= Vinod Meghani =

Indian translator and editor (1935–2009)

Vinod Meghani (3 May 1935 – 15 February 2009) was an Indian translator and editor from Gujarat, India. He was the son of Gujarati writer Jhaverchand Meghani. He translated several Gujarati literary works into English, including works by his father and other Gujarati writers.

==Life and works==
Meghani was born on 3 May 1935 in Mumbai. He was the eldest among the nine children of Jhaverchand Meghani and Chitradevi.

He is known to Gujarati readers for his Gujarati translation of Irving Stone's biographical novel about the Dutch painter Vincent van Gogh, Lust for Life, published in 1994 as Salagta Soorajmukhi. The work became popular among Gujarati readers.

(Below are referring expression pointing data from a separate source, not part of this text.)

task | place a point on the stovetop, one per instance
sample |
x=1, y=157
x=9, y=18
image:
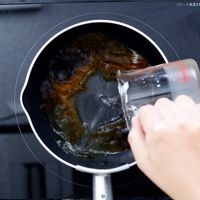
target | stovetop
x=27, y=170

Meghani translated several works by his father, Jhaverchand Meghani, into English. His translation of the classic Gujarati novel Mansai Na Deeva was published as Earthen Lamps in 2004. The translation was prescribed for postgraduate students at Karnataka University for four years, until 2007. He also translated Sorath Tara Vehtan Paani as Echoes from Geer. He selected and translated 31 stories from Saurashtra ni Rasadhar, which were published in three volumes: The Shade Crimson (2003), A Ruby Shattered (2003), and Noble Heritage (2003). One of the translated stories, Word of Honor, received the Katha Prize for literature in oral tradition.

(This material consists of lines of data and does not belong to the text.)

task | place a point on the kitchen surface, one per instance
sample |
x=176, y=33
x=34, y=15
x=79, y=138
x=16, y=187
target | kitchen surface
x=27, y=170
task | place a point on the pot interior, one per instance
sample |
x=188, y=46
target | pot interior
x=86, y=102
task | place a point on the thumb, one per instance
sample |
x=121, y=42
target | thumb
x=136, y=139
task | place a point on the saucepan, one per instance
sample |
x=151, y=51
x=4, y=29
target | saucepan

Among his other translations were an abridged English version of the Gujarati novel Saraswatichandra by Govardhanram Tripathi, published in 2006, and Dhruv Bhatt's Samudrantike, translated as Oceanside Blues in 2001. He translated Hasmukh Baradi's Gujarati Theater no Itihas as A History of Gujarati Theatre, published in 2003. He translated his wife Himanshi Shelat's short-story collection Andhari Galima Safed Tapka into English as Frozen Whites in Dark Alley, published in 2007.

Meghani worked to promote reading among the public. He travelled to Mumbai and various towns in Gujarat with an exhibition of magazines to create awareness about reading periodicals.

He died on 15 February 2009 at Valsad from kidney disease.